I am exploring AWS, and I'd like to implement in Java EE an EC2 app like the Online Photo Processing Service example in Getting Started with Amazon EC2 and Amazon SQS (PDF). It has a web-based client that submits jobs asynchronously to a client-facing web server app that then queues jobs for one or more worker servers to pick up, run, then post back to a results queue. The web server app monitors the results queue and pushes them back to the client. The block diagram is here.

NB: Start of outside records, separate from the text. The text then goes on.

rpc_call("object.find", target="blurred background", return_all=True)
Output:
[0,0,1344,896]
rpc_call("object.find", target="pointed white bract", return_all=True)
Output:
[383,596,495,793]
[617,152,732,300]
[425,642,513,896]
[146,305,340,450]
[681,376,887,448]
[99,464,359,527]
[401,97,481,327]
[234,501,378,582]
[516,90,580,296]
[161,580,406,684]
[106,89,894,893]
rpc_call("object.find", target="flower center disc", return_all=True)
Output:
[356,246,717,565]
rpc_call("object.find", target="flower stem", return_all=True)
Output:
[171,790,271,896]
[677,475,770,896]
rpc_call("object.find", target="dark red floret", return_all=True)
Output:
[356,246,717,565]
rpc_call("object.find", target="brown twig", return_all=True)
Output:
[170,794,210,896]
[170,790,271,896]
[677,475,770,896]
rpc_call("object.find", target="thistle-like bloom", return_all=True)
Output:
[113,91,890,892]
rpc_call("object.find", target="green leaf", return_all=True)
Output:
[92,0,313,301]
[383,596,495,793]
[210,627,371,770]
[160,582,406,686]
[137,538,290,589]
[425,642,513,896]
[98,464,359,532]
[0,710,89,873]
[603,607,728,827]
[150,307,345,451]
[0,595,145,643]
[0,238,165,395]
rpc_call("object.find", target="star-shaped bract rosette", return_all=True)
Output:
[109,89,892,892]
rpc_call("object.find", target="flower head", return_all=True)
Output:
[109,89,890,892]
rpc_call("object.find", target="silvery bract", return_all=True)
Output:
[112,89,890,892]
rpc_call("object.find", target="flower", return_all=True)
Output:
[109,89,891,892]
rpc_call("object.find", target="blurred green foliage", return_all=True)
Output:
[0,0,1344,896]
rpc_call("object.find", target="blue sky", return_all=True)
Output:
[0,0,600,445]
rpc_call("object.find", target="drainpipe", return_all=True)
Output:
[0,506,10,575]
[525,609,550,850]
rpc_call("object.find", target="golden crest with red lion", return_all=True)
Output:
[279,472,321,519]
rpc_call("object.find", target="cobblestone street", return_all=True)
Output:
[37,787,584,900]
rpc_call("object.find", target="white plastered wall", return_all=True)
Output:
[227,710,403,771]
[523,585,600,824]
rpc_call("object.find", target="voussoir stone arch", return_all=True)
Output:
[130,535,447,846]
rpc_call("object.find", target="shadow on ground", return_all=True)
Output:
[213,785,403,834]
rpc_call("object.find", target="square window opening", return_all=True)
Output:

How would you implement an app like this using Java EE, i.e., what technologies would you use for the servers in the diagram? We're using AWS because our research algorithms will require some heavy computation, so we want it to scale. I am comfortable with AWS basics (e.g., most things you can do in their management console - launch instances, etc), I know Java, I understand the Java AWS APIs, but I have little experience on the server side.

Was it helpful?

Solution

There are many possibilities to solve your problem, go with the simplest one for you. Myself, I would build a simple Java EE 6 (based on weld) web application with Amazon SQS dependency, this web application would send messages to AWS based SQS, another instance (possibly based on stateless EJB's) again with Amazon SQS dependency, which would read incoming messages and process them, you can use stateless EJBs as web service to process data synchronously, set the EJB pool size for each server instance depending on the processing load you need etc..

OTHER TIPS

Most of the functionality in J2EE is way over the top for the majority of tasks. Start trying to implement this by using basic servlets. Keep the code in them as stateless as possible to assist with scaling issues. Only when servlets have some architectural flaw that prevent you completing the task would I move onto something more complex.